A mainstream SC leader

Subodh Ghildiyal, October 9, 2020: The Times of India

Ram Vilas Paswan represented the paradox of being the most visible Dalit leader, for the longest period, on the Indian political firmament and yet unable to break through to establish political ground outside his native Bihar.

What defined the affable and indefatigable Paswan was his never-ending desire to be the pan-Indian face of a community whose aspirations coincided with his own rise during the Mandal movement. While the timing could not have been better, he was handicapped by his image as part of the “mainstream”, which robbed him of the rebellious edge synonymous with an “outsider”.

So when Paswan had hopes soaring, a certain then nameless fire-breathing Kanshi Ram-Mayawati duo stormed the country and stole much of the thunder. The BSP became what Paswan might have wanted to. Of course, BSP was led by leaders from the Jatav community which has a presence across the country. In comparison, Paswans are located in Bihar and while an assertive community, they lack a national spread.

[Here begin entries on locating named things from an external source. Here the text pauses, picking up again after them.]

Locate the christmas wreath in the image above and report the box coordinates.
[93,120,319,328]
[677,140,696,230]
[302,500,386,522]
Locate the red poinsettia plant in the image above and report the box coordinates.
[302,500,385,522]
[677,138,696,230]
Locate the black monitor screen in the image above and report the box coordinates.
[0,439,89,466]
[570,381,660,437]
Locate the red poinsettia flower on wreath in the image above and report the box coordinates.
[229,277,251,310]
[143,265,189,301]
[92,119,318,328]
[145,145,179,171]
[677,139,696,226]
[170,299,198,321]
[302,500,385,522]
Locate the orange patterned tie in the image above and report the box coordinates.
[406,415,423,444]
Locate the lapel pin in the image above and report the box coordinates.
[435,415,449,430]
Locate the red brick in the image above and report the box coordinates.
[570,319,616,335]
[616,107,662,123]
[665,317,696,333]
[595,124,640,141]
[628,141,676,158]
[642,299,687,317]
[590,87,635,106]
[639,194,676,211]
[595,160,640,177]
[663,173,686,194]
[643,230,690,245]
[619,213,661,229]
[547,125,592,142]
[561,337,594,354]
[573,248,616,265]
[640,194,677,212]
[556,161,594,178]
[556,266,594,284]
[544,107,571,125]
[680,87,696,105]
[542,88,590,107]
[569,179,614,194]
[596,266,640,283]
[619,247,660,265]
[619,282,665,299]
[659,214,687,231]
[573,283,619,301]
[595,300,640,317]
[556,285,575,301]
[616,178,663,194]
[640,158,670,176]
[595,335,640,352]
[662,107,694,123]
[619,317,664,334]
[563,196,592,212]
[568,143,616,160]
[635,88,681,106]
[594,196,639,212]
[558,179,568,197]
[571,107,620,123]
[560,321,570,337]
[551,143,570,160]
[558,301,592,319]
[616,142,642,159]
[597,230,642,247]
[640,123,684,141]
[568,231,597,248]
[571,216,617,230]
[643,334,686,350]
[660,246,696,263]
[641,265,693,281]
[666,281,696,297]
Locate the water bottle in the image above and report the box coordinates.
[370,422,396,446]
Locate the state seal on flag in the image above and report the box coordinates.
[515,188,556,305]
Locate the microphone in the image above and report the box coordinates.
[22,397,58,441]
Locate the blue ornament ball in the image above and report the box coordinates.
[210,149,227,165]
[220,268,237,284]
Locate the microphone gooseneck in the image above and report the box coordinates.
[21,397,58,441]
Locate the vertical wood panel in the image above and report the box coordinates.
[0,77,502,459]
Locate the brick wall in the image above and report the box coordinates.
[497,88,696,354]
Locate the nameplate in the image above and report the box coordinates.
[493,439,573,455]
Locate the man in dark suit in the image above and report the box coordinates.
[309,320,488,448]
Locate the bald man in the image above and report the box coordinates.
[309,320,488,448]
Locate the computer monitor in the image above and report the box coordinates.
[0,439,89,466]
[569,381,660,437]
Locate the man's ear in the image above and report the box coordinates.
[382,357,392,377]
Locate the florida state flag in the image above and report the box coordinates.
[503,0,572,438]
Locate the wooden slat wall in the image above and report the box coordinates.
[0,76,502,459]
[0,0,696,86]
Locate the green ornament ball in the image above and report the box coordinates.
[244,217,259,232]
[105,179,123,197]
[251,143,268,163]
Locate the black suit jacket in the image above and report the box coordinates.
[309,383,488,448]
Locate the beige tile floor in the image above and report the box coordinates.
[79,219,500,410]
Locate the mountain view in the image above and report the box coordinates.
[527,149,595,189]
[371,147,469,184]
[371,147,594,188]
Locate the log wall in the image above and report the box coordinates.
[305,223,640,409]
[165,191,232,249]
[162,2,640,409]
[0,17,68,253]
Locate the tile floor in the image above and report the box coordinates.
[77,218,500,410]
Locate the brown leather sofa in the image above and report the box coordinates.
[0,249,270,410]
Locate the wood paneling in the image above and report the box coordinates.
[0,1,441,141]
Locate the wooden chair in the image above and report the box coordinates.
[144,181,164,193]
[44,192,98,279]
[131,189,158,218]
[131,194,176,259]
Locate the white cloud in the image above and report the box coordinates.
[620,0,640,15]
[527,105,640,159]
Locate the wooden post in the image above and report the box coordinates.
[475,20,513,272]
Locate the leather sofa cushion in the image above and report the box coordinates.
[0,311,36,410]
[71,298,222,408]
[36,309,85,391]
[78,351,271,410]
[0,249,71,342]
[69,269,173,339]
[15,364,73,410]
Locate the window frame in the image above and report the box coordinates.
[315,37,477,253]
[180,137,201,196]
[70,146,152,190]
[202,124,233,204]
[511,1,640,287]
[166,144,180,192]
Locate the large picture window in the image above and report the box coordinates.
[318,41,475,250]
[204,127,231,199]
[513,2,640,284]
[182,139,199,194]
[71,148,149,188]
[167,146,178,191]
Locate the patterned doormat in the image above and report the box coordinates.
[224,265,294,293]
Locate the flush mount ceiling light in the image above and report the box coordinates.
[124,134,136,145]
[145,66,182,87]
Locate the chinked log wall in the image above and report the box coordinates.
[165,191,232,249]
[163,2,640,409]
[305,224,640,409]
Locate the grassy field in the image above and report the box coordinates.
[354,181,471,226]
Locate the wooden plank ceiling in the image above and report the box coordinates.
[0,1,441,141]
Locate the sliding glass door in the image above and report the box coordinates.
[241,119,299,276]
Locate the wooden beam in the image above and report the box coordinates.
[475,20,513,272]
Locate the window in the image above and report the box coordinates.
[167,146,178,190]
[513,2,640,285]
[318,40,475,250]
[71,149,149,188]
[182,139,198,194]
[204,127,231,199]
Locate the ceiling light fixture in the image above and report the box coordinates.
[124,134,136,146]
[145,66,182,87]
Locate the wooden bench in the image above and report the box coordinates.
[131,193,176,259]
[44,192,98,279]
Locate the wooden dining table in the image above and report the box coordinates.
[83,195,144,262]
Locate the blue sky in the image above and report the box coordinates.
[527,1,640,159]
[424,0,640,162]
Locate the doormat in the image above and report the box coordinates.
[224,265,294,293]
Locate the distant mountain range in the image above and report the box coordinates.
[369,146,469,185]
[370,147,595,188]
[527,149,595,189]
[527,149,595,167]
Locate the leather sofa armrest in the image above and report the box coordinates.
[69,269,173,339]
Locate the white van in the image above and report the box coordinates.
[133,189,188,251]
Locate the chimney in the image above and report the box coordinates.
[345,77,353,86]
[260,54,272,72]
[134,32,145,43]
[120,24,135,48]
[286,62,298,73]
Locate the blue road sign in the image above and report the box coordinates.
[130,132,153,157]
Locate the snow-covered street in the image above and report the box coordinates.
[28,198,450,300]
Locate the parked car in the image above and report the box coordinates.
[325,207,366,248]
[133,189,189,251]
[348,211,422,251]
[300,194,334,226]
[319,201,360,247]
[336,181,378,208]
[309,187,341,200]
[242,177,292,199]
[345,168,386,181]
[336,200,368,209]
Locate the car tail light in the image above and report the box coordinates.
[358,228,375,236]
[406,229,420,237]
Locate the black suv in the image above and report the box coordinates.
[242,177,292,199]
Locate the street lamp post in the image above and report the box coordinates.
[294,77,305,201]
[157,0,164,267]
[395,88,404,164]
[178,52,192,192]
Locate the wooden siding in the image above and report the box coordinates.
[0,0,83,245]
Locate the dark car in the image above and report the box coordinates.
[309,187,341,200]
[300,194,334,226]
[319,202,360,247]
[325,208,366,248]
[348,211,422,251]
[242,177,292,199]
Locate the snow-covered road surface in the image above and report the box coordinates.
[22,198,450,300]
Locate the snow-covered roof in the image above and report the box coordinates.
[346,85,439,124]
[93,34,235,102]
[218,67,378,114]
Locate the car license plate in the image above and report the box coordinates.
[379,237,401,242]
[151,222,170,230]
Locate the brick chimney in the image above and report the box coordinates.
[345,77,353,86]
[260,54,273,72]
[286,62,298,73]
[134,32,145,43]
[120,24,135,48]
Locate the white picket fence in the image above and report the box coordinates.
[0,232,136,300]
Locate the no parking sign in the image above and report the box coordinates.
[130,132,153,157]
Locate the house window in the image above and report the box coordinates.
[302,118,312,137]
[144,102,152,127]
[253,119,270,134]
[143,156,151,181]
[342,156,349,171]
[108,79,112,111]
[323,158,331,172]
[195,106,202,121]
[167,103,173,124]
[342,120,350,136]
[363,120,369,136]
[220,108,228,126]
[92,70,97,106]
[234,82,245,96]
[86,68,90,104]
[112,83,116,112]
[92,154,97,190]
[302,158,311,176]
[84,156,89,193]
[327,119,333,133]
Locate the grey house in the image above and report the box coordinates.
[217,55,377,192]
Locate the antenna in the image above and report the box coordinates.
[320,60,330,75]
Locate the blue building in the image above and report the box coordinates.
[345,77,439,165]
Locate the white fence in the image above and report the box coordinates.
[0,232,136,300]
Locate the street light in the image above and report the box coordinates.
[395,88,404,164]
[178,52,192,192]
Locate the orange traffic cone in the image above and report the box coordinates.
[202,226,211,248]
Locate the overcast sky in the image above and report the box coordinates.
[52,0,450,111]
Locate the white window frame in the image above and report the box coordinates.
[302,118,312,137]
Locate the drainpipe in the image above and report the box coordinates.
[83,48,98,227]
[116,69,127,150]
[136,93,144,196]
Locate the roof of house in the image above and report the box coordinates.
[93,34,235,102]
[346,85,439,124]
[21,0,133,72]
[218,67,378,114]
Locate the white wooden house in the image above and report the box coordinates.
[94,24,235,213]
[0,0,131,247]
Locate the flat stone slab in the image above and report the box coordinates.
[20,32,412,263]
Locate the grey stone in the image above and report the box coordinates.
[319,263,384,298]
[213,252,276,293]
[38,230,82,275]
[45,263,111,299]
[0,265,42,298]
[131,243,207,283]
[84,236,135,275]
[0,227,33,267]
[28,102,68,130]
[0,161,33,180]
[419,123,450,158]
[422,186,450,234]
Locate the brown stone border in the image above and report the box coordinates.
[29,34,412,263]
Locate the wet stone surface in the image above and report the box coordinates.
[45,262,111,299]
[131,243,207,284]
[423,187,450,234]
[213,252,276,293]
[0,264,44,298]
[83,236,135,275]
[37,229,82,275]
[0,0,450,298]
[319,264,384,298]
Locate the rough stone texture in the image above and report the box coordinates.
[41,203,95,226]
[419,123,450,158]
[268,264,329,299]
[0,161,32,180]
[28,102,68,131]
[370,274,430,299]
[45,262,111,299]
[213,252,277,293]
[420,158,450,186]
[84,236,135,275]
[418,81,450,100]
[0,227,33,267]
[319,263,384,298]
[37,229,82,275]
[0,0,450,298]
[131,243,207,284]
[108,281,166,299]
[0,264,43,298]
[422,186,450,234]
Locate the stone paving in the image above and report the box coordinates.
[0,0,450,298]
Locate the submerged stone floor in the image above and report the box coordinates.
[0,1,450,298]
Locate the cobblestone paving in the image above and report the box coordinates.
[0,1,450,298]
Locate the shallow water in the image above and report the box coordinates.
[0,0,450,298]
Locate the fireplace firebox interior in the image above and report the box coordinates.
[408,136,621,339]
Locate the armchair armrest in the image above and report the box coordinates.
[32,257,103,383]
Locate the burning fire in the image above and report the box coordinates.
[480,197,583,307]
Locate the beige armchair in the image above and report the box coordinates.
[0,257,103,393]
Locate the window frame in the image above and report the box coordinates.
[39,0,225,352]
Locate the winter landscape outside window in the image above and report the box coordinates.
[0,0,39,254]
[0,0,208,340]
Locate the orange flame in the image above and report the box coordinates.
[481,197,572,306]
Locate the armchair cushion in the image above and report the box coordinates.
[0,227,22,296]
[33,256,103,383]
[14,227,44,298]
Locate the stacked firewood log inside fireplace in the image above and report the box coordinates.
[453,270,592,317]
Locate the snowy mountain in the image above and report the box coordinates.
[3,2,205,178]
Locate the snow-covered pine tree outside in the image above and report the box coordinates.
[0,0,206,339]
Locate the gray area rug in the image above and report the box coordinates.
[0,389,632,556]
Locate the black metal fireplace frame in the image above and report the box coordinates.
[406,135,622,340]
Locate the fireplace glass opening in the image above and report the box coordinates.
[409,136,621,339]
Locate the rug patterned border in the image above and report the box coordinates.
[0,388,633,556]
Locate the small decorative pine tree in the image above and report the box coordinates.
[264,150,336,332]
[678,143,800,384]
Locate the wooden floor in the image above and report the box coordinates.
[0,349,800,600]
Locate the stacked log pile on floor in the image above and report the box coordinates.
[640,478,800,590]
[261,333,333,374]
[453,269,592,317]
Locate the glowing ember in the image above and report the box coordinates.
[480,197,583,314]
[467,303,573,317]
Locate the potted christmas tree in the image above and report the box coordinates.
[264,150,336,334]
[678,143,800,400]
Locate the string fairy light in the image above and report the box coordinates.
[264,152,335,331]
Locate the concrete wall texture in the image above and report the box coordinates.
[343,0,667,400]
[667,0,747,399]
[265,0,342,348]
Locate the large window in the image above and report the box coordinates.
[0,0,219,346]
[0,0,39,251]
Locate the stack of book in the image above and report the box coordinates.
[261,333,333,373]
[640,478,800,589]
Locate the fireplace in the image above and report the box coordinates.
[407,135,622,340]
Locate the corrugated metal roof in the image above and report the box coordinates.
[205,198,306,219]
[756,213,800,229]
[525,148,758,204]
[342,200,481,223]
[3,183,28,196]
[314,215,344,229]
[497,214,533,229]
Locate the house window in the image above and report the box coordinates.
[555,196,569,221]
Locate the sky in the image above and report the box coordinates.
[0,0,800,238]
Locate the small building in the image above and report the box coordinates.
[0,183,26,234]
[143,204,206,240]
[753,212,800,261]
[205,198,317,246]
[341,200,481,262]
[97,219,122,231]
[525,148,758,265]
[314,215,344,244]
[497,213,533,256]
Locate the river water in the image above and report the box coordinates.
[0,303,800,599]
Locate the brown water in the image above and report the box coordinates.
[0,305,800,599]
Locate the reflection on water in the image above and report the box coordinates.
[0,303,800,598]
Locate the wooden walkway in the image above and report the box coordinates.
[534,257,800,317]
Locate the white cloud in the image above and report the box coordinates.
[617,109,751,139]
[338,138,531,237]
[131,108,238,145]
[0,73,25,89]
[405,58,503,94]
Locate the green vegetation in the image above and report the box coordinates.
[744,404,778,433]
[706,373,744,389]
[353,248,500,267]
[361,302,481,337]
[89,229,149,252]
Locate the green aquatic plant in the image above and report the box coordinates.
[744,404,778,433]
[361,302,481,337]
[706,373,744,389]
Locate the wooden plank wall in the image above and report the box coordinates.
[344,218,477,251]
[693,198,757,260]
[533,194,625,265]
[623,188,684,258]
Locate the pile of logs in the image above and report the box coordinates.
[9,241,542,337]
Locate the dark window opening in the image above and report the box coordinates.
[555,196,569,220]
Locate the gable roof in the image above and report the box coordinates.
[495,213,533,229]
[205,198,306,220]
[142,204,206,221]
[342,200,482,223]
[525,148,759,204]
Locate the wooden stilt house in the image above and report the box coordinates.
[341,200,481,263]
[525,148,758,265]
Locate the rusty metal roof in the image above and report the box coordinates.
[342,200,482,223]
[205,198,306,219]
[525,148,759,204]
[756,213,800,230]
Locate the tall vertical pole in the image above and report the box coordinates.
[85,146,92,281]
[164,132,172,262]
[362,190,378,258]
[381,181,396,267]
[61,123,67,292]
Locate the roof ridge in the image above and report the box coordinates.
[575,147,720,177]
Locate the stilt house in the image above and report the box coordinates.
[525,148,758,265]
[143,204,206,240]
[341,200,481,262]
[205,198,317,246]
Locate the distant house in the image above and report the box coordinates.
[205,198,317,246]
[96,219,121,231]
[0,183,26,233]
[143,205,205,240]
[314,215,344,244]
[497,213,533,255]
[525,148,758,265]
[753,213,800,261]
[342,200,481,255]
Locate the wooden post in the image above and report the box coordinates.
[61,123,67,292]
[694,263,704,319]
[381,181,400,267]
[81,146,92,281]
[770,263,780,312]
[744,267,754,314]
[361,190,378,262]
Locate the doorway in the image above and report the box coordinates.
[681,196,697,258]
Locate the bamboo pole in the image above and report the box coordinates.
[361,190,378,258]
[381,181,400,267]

The Bihar leader could never quite overcome the disappointment and kept trying till the end. As he managed to stay in power for ever, he kept going to Uttar Pradesh, the cauldron of new-found Dalit assertion, and attacking Mayawati who commanded the larger Dalit community’s loyalty.

But Paswan was a face who played his part in the rebellion of the under classes. As member of VP Singh’s “team” of OBC leaders, he sided with the paradigmshifting Mandal reservation that shook the established consensus and changed for good the face of politics as was known post-independence. The backwards have as much to thank Paswan as the Yadavs like Lalu and Mulayam, just for the energy and force he lent to the controversial move which touched off a reaction that tested many a “mainstream” leader 1990 onwards.

He never let his ambitions as a Dalit leader come in the way of power politics which required hobnobbing with OBCs and the compromises it entailed. Known as “political weathervane”, he managed to be in virtually every central government post-1989 barring a short break, with ideology proving no hurdle.

As in 2019, May

May 31, 2019: The Times of India

Born: July 5, 1946

Paswan is known as the ‘mausam vaigyanik’ (weather vane) for his ability to read political currents correctly. This time, too, his prediction that BJP under Modi was headed back to office was proved right. However, LJP chief did have a disagreement with the NDA over division of seats, but managed to drive a hard bargain, wrangling six seats. And despite the Modi wave in much of India, LJP won all six. His portfolio — Consumer Affairs, Food and Public Distribution — may not have been the weightiest, but Paswan’s inputs on political issues did prove useful. He was the one who insisted that the income support under the PM-Kisan Yojna should be direct transfers. There was talk that his son Chirag would get the berth this time but junior was more interested in leading LJP in the Bihar polls.